The theoretical risk that gene therapy may cause cancer in humans has hung over the field for decades. Those worries resurfaced last year when a liver tumor was spotted in a patient who had received an experimental treatment for hemophilia from the biotech company UniQure.
But a definitive link between the adeno-associated viruses, or AAVs, that commonly deliver gene therapies and tumor formation has never been established in humans. Though preclinical tests dating back more than 20 years have shown AAVs can slip into the genomes of mice and cause liver cancer, those findings have never been replicated in larger animals or in people. UniQure’s hemophilia treatment was exonerated this year, for instance. And testing of BioMarin’s own hemophilia gene therapy, which uses the same type of virus as its PKU treatment, has never been halted because of such problems.
“More than 3,000 patients have been treated with gene therapy, and there are no reports of cancers emerging as a consequence,” asserted BioMarin research chief Hank Fuchs, in a statement.
Nonetheless, concerns have persisted among regulators, particularly amid a boom in gene therapy research that has led to wider use of AAVs than ever before. In response, the FDA convened a meeting last week in which it asked a panel of experts to discuss ways to prevent or mitigate the risks of cancer and other potential gene therapy side effects.
At the meeting, panel members agreed that any link between AAVs and cancer in humans remains theoretical given the current evidence. They also didn’t recommend major changes to gene therapy research, proposing instead more thorough patient monitoring, careful scrutiny of gene therapy components and longer animal tests.
Still, BioMarin’s disclosure early on Monday suggests the FDA is taking a “conservative” stance regarding such issues, wrote Brian Abrahams, an analyst at RBC Capital Markets, in a note to clients.

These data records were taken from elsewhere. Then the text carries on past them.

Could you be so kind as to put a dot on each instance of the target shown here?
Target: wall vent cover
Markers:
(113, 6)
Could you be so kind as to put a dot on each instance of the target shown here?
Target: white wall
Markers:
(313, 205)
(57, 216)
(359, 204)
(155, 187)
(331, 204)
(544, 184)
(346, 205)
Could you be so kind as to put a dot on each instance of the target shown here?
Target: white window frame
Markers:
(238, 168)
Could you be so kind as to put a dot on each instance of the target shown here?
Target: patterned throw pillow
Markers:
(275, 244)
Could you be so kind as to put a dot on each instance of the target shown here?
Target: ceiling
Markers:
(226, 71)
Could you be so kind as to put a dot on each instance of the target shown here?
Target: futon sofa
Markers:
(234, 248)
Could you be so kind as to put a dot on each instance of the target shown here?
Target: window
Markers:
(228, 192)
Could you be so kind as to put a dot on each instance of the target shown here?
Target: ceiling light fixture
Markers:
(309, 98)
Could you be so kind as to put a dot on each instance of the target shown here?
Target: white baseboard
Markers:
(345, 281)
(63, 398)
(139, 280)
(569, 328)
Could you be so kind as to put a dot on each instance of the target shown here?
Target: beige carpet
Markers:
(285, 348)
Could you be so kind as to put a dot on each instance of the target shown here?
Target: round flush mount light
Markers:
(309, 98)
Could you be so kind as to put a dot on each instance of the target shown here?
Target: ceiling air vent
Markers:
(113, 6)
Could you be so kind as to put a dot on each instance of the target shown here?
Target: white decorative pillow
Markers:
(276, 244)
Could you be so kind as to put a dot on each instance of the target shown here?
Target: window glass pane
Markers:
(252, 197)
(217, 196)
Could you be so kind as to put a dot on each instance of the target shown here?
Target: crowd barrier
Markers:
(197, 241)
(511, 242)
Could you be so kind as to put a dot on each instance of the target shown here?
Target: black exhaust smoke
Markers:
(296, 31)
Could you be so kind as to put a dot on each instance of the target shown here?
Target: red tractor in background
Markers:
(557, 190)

Abrahams said he believes the program’s suspension is a “precautionary” move, citing the history of cancer observations in mouse tests of gene therapy and the high dose BioMarin used in the experiment. Abrahams speculated the FDA’s concerns could be addressed if BioMarin moves forward with a lower dose and agrees to stricter monitoring.
The program might be stuck in limbo for some time, however. BioMarin didn’t estimate how long the program could be delayed. But because the onset of tumors occurred 52 weeks after treatment, “whatever experimental work [BioMarin] and [the] FDA agree on may take up to a year to understand,” wrote Christopher Raymond, an analyst at Piper Sandler, in a note.
Raymond also noted that the similarities between BioMarin’s PKU gene therapy, its hemophilia treatment Roctavian and a preclinical program for hereditary angioedema mean the situation has added “important new risk” to the company’s gene therapy portfolio.
BioMarin shares fell by nearly 9% in pre-market trading Tuesday.